This branch has been further adapted by Dylan Westfall to enable the pipeline to demultiplex SGA samples labeled with Index primers rather than unique Sample IDs present in the cDNA primer. This primarily revolved around replacing the demultiplexing code in demux_functions.jl with code which Alec had written previously for an older version of PORPID-postproc that could accept Indexed samples and removing code which handled UMIs and postprocessing reports.
by Alec Pankow and Ben Murrell, now maintained by Hugh Murrell
now upgraded to Julia version 1.7.1
- first update all apps
apt update
apt upgrade
- Snakemake
apt-get install -y snakemake
- mafft
apt-get install -y mafft
- fasttree
apt-get install -y fasttree
- python3 packages
apt-get install python3-pandas
apt-get install python3-seaborn
Download and unpack the latest Julia (we recommend version 1.7.1) from:
https://julialang.org/downloads/
Make sure you can enter the julia REPL from the command line, on an ubuntu machine you would do:
# move the julia system to a lib directory
mv julia-1.7.1 /usr/lib/julia-1.7.1
# make julia v1.7.1 executable from the command line
ln -s /usr/lib/julia-1.7.1/bin/julia /usr/local/bin/julia
# check that you can enter the julia REPL
julia --version
Now that the dependencies are setup we clone the PORPIDpipeline repository
cd ~
git clone https://github.com/MurrellGroup/PORPIDpipeline.git
then navigate to the PORPIDpipeline
project folder and start the Julia REPL.
Enter the package manager using ]
and then enter
activate .
instantiate
precompile
This will activate, install, and precompile the julia
environment specified by the
Project.toml
and Manifest.toml
files.
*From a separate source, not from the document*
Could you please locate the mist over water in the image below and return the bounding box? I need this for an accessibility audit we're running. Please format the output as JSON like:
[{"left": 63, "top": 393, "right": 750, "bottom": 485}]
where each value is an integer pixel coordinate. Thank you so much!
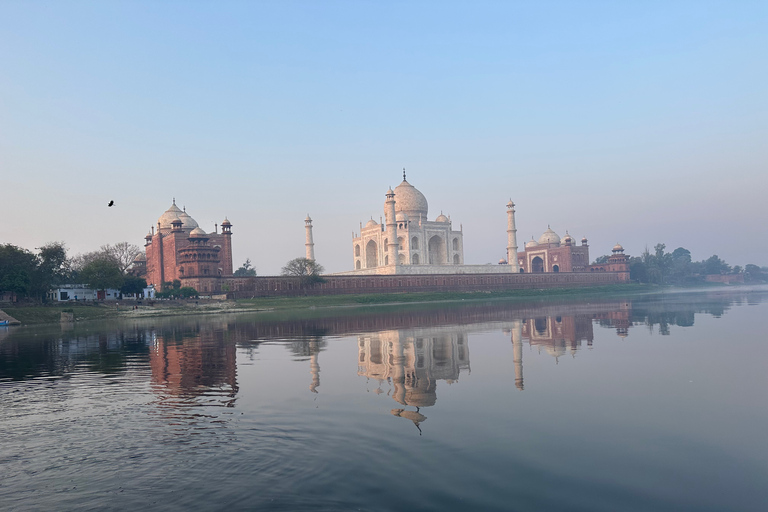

The precompile
command
above is not strictly needed but is useful if there are issues with installing
the julia
packages listed in Project.toml
If the following error occurs when using conda during instantiate,
"GitError(Code:ERROR, Class:SSL, Your Julia is built with a SSL/TLS
engine that libgit2 doesn't know how to configure to use a file or
directory of certificate authority roots, but your environment specifies
one via the JULIA_SSL_CA_ROOTS_PATH variable. If you believe your
system's root certificates are safe to use, you can export JULIA_SSL_CA_ROOTS_PATH=""
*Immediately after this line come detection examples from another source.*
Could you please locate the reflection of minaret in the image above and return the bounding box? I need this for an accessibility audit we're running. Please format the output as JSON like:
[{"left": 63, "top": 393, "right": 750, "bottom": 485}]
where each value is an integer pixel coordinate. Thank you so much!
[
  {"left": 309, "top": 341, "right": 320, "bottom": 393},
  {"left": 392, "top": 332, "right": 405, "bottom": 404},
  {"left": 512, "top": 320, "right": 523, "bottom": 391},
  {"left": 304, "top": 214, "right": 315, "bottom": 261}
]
in your environment to use those instead.)"
leave the package manager and enter
ENV["JULIA_SSL_CA_ROOTS_PATH"] = ""
Return to the package manager ]
and try again. It is also possible for instantiate
to fail
due to latency. If this happens rerun instantiate
to try again.
Next, add the following text to your Julia startup file (typically at ~/.julia/config/startup.jl
;
you may need to create the directory if not present, mkdir -p ~/.julia/config
). For MacOS installations
with julia inside the PorpidPostproc environment, the config directory should be placed here instead.
~/mambaforge/envs/PorpidPostproc/share/julia
using Pkg
if isfile("Project.toml") && isfile("Manifest.toml")
Pkg.activate(".")
end
This will activate the local environment at Julia startup.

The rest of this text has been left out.